El Pentágono aborda la cuestión con un doble discurso: el público afirma que no hay pruebas de que el UE sea la causa del síndrome; el reservado figura en un manual de entrenamiento del ejército norteamericano: una de sus reglas establece que ningún militar puede rebasar los 25 metros que lo separan de un vehículo, equipo o terreno contaminado con UE sinprotectores de la piel y del aparato respiratorio. Los vehículos iraquíes destruidos con esa clase de proyectiles son ciertamente muy peligrosos para quienes se les acercan demasiado. En junio de este año, el periódico Seattle Post-Intelligencer organizó unas mediciones en seis puntos entre Basora y Bagdad. En todos se detectaron índices elevadísimos de radiación. Un tanque destrozado en las cercanías de la capital iraquí despedía una radiactividad 1500 veces superior a la normal.

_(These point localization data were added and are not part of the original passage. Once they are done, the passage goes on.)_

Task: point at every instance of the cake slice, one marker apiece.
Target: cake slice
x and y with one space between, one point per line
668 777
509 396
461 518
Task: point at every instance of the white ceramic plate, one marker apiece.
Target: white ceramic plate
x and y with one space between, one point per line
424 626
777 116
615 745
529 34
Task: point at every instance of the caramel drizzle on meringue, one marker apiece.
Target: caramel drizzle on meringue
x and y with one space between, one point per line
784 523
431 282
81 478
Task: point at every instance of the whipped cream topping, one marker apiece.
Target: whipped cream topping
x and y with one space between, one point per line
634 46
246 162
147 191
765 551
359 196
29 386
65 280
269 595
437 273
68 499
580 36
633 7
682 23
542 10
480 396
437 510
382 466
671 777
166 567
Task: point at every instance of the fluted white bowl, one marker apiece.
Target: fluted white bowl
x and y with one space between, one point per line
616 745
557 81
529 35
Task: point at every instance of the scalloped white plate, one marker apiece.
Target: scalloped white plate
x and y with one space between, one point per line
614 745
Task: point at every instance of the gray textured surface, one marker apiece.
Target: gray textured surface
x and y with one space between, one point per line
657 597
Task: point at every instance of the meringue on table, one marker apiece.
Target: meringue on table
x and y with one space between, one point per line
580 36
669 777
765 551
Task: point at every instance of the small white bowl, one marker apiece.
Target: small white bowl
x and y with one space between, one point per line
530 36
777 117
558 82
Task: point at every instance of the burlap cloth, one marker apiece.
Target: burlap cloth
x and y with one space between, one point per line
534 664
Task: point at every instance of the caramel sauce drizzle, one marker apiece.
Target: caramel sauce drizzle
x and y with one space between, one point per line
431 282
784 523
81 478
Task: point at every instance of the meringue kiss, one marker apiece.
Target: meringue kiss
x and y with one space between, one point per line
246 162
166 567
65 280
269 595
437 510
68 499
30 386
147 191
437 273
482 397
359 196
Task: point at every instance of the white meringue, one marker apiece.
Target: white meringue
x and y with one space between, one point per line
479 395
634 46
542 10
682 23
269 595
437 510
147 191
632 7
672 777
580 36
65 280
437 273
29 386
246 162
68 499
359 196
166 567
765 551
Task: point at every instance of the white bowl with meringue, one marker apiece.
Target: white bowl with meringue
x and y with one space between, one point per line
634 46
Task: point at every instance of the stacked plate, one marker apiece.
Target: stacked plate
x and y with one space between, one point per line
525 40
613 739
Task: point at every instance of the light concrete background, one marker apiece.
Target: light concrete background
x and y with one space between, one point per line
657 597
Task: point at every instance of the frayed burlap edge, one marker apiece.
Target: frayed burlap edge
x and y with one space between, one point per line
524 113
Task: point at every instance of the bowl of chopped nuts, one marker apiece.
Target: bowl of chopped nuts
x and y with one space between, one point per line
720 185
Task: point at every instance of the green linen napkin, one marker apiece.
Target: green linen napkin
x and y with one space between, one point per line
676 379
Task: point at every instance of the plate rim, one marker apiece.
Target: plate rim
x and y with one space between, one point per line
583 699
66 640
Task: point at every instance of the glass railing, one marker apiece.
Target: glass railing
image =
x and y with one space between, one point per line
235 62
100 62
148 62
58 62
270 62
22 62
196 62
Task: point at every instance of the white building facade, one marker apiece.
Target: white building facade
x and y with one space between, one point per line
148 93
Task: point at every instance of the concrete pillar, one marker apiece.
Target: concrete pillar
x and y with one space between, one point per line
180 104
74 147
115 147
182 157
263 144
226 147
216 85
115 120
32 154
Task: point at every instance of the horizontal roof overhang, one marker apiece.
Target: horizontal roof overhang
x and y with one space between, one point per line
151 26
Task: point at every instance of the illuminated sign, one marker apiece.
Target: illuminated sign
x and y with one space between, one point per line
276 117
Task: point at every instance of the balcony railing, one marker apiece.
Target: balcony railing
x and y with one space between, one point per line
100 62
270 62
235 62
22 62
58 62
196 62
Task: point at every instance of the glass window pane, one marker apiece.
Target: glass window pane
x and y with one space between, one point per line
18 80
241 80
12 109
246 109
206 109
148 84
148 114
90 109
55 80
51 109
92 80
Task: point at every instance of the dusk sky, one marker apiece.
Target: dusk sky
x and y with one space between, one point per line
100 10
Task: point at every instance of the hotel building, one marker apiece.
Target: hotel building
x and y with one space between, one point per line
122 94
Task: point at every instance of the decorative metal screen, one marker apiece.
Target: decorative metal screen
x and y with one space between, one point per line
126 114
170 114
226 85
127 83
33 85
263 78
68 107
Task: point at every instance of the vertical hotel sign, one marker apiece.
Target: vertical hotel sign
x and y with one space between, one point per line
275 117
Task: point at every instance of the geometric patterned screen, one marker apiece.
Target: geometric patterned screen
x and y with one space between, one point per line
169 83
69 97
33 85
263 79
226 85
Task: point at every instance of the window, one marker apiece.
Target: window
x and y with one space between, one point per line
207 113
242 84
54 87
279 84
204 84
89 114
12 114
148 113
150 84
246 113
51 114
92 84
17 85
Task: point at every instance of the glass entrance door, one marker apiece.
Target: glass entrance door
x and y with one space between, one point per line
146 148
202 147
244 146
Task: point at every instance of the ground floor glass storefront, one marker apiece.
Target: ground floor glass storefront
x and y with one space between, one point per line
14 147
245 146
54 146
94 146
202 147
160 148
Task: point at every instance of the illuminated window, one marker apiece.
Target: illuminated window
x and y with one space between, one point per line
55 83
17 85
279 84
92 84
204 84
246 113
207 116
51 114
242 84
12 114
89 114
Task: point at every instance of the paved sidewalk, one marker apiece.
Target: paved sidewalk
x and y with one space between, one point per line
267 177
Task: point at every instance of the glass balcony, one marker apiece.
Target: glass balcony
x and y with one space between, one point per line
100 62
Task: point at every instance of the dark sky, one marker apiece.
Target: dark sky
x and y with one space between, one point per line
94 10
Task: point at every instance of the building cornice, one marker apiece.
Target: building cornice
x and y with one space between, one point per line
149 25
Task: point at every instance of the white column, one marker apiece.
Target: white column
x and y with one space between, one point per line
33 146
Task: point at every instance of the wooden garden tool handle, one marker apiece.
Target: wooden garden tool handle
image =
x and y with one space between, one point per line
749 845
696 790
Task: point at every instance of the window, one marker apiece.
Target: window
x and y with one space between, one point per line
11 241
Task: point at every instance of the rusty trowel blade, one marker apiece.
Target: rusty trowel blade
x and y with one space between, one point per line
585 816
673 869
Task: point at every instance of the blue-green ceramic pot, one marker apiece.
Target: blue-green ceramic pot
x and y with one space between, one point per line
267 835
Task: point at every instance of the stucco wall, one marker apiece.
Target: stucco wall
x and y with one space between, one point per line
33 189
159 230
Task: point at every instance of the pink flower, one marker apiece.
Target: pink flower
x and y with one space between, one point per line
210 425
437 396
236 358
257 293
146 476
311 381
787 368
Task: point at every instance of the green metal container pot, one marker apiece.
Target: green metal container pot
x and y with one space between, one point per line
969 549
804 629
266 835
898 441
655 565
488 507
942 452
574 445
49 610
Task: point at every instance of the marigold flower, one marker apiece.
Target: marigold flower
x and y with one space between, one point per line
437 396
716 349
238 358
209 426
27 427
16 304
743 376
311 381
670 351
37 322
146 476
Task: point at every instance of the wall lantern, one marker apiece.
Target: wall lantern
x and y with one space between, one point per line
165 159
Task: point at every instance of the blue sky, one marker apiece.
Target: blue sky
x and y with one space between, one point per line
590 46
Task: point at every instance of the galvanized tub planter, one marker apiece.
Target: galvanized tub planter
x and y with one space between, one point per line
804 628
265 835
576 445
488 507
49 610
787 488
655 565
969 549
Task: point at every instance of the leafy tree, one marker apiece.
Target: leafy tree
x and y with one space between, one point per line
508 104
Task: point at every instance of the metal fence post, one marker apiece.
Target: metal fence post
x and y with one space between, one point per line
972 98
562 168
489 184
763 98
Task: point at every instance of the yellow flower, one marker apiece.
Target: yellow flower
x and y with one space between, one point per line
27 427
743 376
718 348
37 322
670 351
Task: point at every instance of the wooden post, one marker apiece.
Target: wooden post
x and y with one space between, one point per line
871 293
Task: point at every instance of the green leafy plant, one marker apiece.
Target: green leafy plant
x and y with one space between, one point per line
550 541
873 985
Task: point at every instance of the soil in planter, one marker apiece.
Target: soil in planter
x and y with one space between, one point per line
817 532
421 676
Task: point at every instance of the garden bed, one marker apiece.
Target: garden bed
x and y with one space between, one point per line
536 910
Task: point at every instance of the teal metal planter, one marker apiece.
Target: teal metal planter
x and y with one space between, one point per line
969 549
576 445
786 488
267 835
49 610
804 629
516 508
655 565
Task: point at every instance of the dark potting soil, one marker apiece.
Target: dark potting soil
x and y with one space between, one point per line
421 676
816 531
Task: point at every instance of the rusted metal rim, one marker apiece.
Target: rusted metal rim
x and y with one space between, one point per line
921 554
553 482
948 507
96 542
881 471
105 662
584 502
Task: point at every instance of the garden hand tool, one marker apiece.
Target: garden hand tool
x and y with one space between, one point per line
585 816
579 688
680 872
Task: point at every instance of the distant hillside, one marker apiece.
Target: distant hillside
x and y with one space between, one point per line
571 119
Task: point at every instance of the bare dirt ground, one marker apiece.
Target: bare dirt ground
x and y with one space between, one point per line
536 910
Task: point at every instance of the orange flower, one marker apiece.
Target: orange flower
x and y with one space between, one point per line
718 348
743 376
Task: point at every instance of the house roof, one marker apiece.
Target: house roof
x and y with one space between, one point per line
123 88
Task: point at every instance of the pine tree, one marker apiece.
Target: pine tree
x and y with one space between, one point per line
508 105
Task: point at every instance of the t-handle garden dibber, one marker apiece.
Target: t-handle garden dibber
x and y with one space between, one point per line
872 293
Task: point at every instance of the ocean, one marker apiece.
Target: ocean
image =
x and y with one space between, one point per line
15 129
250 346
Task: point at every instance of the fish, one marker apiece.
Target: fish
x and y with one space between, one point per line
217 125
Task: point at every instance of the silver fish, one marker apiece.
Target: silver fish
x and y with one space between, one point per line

No cabe la menor duda de que Anthony J. Principi, secretario del Departamento de Asuntos relativos a los Veteranos, es quien mejor conoce el tema. En el discurso que pronunció el 2 de febrero de este año en el Club de la Prensa en Washington agradeció al presidente Bush que aumentara en 67.700 millones de dólares los fondos del año fiscal 2005 destinados a financiar las distintas prestaciones a los veteranos estadounidenses de todas las guerras, desde la Segunda Mundial, pasando por las de Corea y Vietnam, hasta las de Yugoslavia, Afganistán y las dos del Golfo. Su oratoria rozó lo sublime cuando mencionó “la importante responsabilidad de honrar a nuestros veteranos en la hora de su descanso final”. Explicó que la ampliación presupuestaria “permitirá la expansión de nuestro sistema nacional de cementerios, la mayor desde la Guerra Civil”. Anunció que próximamente se inaugurarán cinco necrópolis nuevas y que se planifica la apertura de otras seis. Precisó que un promedio de 1800 veteranos fallecen cada día en EE.UU., 675.000 al año. Y se declaró “orgulloso de las mejoras y expansiones al servicio de los veteranos”. Se ignora si éstos compartan ese orgullo, en especial los obligados al último descanso.